Twenty-five percent of fuel composition dispensed from these petroleum pumps at retail stations throughout the world can contain ethanol – an increase from the established E-10 limit (10-percent ethanol blended with petroleum) that is customary at retail stations throughout the country. E-25 can be used in standard engines without any adjustments.
“Motorists continue to call for ‘greener’ fueling solutions and retailers are demanding technologies that will help them stay in front of the market opportunity while managing regulatory changes,” said Scott Negley, director of alternative energy products at Dresser Wayne in a MarketWatch story. “Our Eco Fuel dispenser is in use across North America and is designed to handle the higher blends without modifications.”
The certification will help expand corn ethanol’s important role in America. Increased ethanol limits in standard gasoline will increase ethanol production for everyone’s benefit.
Domestic corn-ethanol production is not only good for our country’s agriculture sector, but it also stimulates rural communities by creating high-paying jobs, boosting local tax revenues and creating partnership opportunities for local businesses. In addition, it decreases our dependency on foreign oil, which is vital to our nation’s security and economy.

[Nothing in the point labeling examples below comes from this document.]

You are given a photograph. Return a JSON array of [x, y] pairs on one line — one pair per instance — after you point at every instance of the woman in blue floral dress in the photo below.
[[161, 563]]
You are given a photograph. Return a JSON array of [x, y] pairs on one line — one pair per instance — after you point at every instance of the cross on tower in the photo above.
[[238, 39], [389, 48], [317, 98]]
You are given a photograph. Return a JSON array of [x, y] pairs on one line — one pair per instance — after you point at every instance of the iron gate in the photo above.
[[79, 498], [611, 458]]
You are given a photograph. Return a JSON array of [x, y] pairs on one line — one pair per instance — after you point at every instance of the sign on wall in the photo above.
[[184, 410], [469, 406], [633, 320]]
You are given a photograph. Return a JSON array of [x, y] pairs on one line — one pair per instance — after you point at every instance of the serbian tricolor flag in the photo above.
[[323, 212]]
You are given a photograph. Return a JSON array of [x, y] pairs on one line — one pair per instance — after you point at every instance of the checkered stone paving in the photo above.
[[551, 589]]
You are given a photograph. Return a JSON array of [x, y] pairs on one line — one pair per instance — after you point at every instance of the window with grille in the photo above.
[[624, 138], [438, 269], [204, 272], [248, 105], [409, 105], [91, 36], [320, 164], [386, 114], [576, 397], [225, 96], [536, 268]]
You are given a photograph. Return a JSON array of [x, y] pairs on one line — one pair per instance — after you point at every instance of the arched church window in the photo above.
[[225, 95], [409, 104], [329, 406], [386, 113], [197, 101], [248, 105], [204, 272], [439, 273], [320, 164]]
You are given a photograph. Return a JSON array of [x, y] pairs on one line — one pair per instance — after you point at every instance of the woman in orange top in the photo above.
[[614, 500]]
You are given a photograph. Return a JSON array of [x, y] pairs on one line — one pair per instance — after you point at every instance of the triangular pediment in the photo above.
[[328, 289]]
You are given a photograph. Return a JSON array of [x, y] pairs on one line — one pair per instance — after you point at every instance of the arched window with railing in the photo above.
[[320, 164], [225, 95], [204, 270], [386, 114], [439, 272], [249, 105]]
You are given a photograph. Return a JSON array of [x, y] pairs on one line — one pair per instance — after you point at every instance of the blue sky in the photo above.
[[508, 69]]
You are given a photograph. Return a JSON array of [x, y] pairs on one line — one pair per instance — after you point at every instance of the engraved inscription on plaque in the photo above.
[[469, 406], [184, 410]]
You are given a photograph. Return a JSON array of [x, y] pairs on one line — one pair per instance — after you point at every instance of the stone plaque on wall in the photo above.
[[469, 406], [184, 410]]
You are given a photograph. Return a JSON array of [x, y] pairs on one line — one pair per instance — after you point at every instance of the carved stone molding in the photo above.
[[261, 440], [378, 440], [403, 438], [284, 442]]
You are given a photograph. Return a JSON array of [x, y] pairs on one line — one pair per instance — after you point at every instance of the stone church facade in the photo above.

“Increasing consumer demand for ethanol-based fuels, combined with incentive programs to encourage the development of an infrastructure to deliver these fuels, is helping to create demand for a range of products,” said Chad Johnson, product manager at Gilbarco Veeder-Root.
Ethanol production makes fuel cheaper for consumers and is essential to achieving the requirements of the Renewable Fuels Standard that was enacted in the Energy and Security Act of 2007, which states that the U.S. must use 36 billion gallons of biofuels by 2022.
This certification helps prompt important legislation currently residing in Congress that urges the EPA to adjust ethanol’s standard-blend allowance.
Ohio Corn Growers Association (OCGA) and other ethanol-related groups, including the Renewable Fuels Association (RFA) and American Coalition for Ethanol (ACE), support measures that increase the allowable amount of ethanol in standard gasoline. The U.S. Environmental Protection Agency (EPA) is currently considering allowing blenders to increase the industry standard from E-10 to E-15. This past year, UL certified the use of E-15 for all domestic fuel pumps.
Ethanol awareness and education is important. Knowledgeable consumers and lawmakers can shape the direction of a more energy-secure, environmentally conscious and economically productive nation.